今年もモクズガニ放流 気仙川漁協 資源量確保へ計5000匹計画

▲ 山形県から送られてきた稚ガニを放流

放流時は甲羅の大きさが1㌢程度だが、3~4年後には8㌢前後にまで成長する

 気仙川漁協(小山公喜組合長)は20日、住田町と陸前高田市を流れる気仙川でモクズガニの放流を行った。本年度も、例年と同規模の約5000匹を計画。資源量の減少が叫ばれてきたが、地道な資源管理によって近年は回復傾向も見られ、漁協関係者はさらなる資源量増加や有効活用に期待を寄せる。
 モクズガニは川の中流や下流にすみ、甲羅が8㌢ほどにまで成長。日本の淡水の中では、最大種とされる。
 食用として親しまれ、横田町・川の駅よこたで毎年秋に開催される「あゆの里まつり」では、身や卵をふんだんに使った「ふわふわ汁」が人気。

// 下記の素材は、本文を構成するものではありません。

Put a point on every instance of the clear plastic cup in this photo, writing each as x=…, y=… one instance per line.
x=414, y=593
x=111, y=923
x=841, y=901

一方、近年は資源量の減少が指摘されてきた。
 今回放流を行ったのは世田米の小府金地内と、川の駅よこた付近の2カ所。山形県内で育てられ、甲羅の大きさが1㌢程度に成長した稚ガニ各500匹を、川に放した。
 作業を行った高橋弘紀事務局長は「昔はよく取れて、組合員の生計の助けになっていたが、絶滅の危機が叫ばれ規制が行われるようになった。近年は回復傾向が聞かれ、養殖をしたいという人も出てきており、産地としての復活が期待される」と話していた。
 本年度の放流計画数量は5000匹で、県内では最大規模。9月までに、残りの4000匹を気仙両市町の8カ所に分けて放すことにしている。
 同漁協では平成22年以降、東日本大震災が襲った23年を除いて毎年放流事業を実施。25年からは、かご網を50人まで許可する規制を設けながら、資源管理を進めてきた。
 捕獲は5㌢以上とし、網による漁業者には数量報告も求めてきた。28年度実績は約3800匹で、29年度は約2800匹、30年度も約3800匹だった。放流から捕獲できるまで成長するには、3~4年かかるという。
 近年、組合員は5㌢以下のリリースを徹底してきた。稚ガニ確保は年によって安定しないといった困難を抱えつつも、漁協では今後も放流事業は継続し、資源確保を図ることにしている。